After months of work on the application and corroborating evidence, many hours preparing Maria and her family, and many classes spent mooting trial skills, the hearing was scheduled. Guerrero conducted the direct examination of Maria while Cardwell conducted the direct examination of the expert witnesses. Loeffelholz helped keep them organized and took notes while her teammates stood before a judge for the first time.
“It was nerve-wracking at first,” Cardwell says, “but I got past it when I realized that this wasn’t about me, but about our client and her children. I had to push past my nerves. In the end, it was a great learning experience and will help me be more confident in the future.”
“The whole experience was amazing,” Guerrero says. “When we got the case, I was nervous, especially knowing the trauma our client had experienced and realizing that this is someone’s life in the balance. But the clinic did a great job in preparing us.”
Immigration merits hearings typically last three or four hours, after which the judge makes their decision. After a lengthy cross-examination that kept Maria on the stand for nearly two hours, the hearing closed for the day and a second was scheduled for later in the spring. The delay meant more stress for the family and the students, but when the second hearing closed the judge announced that he had granted Maria’s application for asylum. Since her children are minors, they would be covered by her application and granted asylum along with her.
“I was so nervous as the judge was reading his decision,” Cardwell says. “I wanted it so badly for them, because they deserve it and this was the first good thing that happened to put them on a path for a better life in the US. It was really great. It was the happiest moment I think I’ll ever have in my life.”
“The students did an incredible job,” Sherman-Stokes says. “They all did really diligent work to prepare, and then Luis and Briana were also so good on their feet, which is a hard skill to learn. I was so proud of them.”
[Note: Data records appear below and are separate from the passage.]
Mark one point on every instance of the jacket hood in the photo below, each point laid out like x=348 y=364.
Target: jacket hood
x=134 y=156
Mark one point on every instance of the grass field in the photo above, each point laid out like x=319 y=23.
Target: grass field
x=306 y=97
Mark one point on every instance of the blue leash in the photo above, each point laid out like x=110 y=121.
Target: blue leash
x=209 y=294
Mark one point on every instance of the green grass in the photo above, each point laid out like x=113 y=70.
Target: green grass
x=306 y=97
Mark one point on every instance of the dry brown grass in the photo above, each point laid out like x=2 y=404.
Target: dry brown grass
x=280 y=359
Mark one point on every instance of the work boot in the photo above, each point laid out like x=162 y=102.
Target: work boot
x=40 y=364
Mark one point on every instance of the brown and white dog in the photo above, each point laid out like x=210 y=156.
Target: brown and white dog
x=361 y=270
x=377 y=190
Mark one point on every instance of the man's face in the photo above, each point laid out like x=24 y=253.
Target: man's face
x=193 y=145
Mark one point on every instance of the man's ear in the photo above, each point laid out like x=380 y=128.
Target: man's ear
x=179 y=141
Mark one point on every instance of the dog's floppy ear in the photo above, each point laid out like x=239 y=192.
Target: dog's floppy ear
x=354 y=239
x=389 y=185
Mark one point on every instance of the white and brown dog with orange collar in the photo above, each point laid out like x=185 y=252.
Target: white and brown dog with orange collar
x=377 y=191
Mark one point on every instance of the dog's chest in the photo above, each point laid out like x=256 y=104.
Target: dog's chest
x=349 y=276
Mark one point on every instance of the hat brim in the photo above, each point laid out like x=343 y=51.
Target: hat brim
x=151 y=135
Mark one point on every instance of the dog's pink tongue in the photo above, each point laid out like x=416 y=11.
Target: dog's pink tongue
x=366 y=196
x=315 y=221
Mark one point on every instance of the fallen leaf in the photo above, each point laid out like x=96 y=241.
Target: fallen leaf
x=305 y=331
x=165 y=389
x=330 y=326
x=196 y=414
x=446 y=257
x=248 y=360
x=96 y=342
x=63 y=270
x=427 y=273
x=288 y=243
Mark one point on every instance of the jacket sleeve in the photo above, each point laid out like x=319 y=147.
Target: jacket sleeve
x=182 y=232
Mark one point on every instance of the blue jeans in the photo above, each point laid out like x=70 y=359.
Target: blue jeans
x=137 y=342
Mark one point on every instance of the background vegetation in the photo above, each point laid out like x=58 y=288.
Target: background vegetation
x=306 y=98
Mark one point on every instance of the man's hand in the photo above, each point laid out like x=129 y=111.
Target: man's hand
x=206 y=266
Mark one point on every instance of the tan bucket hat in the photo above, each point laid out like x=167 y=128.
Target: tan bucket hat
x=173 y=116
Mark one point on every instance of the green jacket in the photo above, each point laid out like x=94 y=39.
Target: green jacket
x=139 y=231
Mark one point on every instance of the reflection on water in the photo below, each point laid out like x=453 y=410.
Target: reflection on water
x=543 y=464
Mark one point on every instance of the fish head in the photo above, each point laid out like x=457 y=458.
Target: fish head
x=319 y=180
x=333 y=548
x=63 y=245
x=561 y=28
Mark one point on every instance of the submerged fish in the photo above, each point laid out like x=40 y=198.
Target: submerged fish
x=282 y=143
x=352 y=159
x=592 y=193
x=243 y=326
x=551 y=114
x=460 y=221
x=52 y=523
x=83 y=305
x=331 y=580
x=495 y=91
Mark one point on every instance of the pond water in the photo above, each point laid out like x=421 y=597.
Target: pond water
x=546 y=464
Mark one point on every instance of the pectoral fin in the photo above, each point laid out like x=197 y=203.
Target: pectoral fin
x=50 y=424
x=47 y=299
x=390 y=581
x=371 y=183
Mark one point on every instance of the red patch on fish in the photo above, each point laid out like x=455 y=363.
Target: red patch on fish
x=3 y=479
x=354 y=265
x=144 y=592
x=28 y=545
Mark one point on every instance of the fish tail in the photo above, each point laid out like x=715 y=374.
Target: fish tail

Maria’s story, and her interactions with the IRHTP, did not end when she was granted asylum. The family continues to wrestle with the trauma and persecution they fled in their home country and the daily challenges of navigating a new city. The IRHTP will continue to help them through the immigration process by helping with their green card applications and, when there are eligible, referring them to Project Citizenship (run by alum Veronica Serrato) to complete the last steps toward citizenship.
After their experience with Maria and her family, Cardwell, Guerrero, and Loeffelholz all say they want to continue working in immigration law, and particularly with asylum seekers, when they graduate. For Cardwell, the case clarified the need for organizations and services that support asylum seekers. “There are so many people with stories like hers,” she says. “It takes courage to come here—it’s such a risk, and such a hard system to navigate. We’re asking people who are fleeing for their safety to advocate for themselves in a court system that is confusing. There need to be more people out there speaking on their behalf.”